Dodge may be best known for its supercharged V-8s but that could soon change as the brand’s electric future is coming up fast.
Dodge has already confirmed it will launch its first electric vehicle, a battery-powered muscle car, in 2024, but we won’t have to wait until then to see an electric Dodge.
In an interview with Automotive News (subscription required) published on Saturday, Tim Kuniskis, Dodge’s CEO, said the brand’s electrification plans will be formally announced in the fourth quarter of 2021 and that an electric Dodge concept vehicle will be revealed in 2022.

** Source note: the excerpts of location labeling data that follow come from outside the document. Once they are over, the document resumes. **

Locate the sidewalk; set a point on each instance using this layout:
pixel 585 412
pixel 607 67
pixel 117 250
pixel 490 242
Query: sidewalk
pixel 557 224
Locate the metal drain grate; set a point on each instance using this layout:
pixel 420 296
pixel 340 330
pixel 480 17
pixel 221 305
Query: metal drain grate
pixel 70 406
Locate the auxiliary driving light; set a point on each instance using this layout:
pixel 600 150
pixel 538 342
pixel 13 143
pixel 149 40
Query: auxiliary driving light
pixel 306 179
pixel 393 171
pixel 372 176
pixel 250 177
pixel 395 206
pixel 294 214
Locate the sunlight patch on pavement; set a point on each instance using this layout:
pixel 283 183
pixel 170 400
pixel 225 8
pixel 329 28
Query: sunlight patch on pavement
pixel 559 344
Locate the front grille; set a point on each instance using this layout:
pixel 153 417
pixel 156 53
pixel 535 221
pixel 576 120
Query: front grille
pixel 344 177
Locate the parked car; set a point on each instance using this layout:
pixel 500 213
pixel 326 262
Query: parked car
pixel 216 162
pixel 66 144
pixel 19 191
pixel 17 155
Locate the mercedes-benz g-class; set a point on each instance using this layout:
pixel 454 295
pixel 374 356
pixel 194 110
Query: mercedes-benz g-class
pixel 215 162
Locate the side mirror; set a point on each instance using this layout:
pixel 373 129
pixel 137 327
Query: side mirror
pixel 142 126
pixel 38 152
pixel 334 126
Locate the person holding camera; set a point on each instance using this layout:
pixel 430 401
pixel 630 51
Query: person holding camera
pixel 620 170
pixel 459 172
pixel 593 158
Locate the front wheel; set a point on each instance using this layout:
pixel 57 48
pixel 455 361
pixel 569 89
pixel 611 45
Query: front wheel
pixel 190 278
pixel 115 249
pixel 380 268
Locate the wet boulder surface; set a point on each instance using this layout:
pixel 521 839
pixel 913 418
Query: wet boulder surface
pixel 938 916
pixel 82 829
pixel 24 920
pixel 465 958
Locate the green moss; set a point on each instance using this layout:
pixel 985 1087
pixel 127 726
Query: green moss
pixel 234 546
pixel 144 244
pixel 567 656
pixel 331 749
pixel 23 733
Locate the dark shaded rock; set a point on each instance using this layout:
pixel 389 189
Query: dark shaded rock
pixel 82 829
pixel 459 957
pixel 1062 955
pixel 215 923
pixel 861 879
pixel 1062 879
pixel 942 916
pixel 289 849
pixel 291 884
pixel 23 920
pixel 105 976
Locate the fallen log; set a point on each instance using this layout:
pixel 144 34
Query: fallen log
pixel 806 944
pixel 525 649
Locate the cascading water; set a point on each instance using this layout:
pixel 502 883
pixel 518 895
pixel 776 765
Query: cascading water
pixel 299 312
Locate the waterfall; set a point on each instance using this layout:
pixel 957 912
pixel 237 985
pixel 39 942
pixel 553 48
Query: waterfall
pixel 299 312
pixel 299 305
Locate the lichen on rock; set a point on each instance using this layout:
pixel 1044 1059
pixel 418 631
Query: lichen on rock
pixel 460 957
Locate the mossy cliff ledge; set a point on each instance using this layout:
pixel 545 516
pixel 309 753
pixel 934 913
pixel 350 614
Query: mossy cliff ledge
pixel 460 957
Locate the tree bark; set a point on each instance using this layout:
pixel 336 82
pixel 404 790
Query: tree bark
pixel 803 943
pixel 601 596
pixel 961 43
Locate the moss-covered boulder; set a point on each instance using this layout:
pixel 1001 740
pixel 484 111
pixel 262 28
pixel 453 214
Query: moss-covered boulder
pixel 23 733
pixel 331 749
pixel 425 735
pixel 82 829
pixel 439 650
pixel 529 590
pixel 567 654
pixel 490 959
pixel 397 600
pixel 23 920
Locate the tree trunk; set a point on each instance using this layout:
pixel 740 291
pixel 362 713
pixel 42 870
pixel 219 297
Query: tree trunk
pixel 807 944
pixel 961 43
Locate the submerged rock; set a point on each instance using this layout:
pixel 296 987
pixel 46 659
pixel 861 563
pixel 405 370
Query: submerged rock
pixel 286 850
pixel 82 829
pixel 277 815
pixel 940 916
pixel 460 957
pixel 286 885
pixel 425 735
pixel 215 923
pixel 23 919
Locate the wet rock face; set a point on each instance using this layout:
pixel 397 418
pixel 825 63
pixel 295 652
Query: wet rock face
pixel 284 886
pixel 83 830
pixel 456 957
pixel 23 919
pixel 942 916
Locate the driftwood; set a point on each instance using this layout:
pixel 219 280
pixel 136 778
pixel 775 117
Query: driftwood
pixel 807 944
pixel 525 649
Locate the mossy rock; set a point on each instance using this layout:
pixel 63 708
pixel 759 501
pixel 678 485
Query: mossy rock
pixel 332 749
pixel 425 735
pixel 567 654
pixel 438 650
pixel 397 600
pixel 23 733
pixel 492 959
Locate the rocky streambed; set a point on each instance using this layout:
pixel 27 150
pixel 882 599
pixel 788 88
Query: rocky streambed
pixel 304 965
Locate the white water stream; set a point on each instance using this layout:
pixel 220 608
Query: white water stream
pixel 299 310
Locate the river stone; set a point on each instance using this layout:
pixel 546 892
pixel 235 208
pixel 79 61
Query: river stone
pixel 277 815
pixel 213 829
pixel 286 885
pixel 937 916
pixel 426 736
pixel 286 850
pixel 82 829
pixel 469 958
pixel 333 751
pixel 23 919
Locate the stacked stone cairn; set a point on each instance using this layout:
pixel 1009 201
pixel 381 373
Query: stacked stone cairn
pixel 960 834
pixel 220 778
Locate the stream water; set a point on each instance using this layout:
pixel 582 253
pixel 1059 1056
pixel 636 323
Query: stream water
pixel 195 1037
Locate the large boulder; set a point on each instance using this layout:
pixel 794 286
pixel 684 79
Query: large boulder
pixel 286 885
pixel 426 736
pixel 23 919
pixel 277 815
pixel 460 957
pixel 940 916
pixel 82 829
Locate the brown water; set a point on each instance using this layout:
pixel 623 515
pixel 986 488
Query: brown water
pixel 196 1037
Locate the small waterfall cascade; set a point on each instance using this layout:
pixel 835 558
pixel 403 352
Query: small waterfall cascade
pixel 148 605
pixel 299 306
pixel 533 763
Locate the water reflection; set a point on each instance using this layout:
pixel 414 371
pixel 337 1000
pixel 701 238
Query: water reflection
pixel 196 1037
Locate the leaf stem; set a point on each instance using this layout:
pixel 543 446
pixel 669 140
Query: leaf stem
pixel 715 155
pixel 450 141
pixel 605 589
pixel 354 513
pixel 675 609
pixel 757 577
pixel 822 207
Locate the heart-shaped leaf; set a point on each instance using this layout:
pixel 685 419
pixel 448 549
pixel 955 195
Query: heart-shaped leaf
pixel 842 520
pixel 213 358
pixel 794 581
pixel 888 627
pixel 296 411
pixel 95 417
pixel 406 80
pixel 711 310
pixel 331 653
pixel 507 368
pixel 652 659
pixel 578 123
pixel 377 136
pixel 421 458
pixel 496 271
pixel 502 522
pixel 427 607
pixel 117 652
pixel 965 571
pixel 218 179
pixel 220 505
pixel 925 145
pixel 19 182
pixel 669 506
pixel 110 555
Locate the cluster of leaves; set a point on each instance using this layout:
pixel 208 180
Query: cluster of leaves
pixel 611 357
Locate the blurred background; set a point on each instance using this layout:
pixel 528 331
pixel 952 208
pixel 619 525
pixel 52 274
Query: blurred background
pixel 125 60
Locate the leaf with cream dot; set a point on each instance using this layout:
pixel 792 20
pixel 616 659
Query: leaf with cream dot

That’s the same year Dodge will launch its first electrified vehicle, a plug-in hybrid likely twinned with Alfa Romeo’s upcoming Tonale compact crossover. The Dodge is tipped to be called a Hornet.
Kuniskis said Dodge intends to be transparent with its electrification plans and is making announcements early to give existing fans time to adjust while also attracting customers who may never have previously considered a Dodge.
“We hope that we draw a different type of consumer, and keep the consumer that we have today,” he said. “That’s very important to us, and that’s why we want to get our concept car out next year and explain to people exactly what we’re going to do.”
2021 Tesla Model S Plaid
Don’t expect Dodge to show up with an EV spitting out over 1,000 hp. In his interview with Automotive News, Kuniskis said the brand has the ability to launch an EV with 1,200 hp but it wouldn’t make the car any quicker than what Dodge already offers, as there would be too much wheelspin. He also hinted that a Dodge EV would need to be somewhat more affordable than something like the 1,020-hp Tesla Model S Plaid which starts at $131,190, including destination. Kuniskis didn’t reveal the price target for a Dodge EV but said the $40,000 to $50,000 bracket is the heart of the market for muscle cars.
For its future EVs, Dodge will have access to four battery-electric platforms that its Stellantis parent company is currently developing. Announced in July, the platforms will cover Stellantis’ 14 brands and in some guises deliver up to 500 miles of range on a charge.
The platforms include the STLA Small, STLA Medium, STLA Large, and STLA Frame (for body-on-frame vehicles), and have been designed to be flexible when it comes to length and width. They’ve also been designed to fit modular drive units combining an electric motor, transmission and inverter. These drive units can be used for front-, rear- and all-wheel-drive configurations, as well as plug-in hybrids, and up to three of them can be fitted in a vehicle. Dodge is expected to initially use the STLA Large platform.
4 dedicated EV platforms – 2021 Stellantis EV Day
The good news is that Dodge will continue to offer gas-powered cars alongside its new electric offerings, at least for a short while. Kuniskis confirmed this in an interview with Muscle Cars & Trucks published last week.
“The new platform comes in 2024; we didn’t say that the current cars are going to die in 2024,” he said. “There might be a little overlap, but you’re not going to have years and years and years of the classic and the new one at the same time.”
This suggests that we could see the Challenger and Charger we know and love continue to be sold alongside new electrified and fully electric models. Porsche plans to undertake a similar strategy with its Macan, where the current gas-powered version will be sold alongside a new electric Macan due in 2023.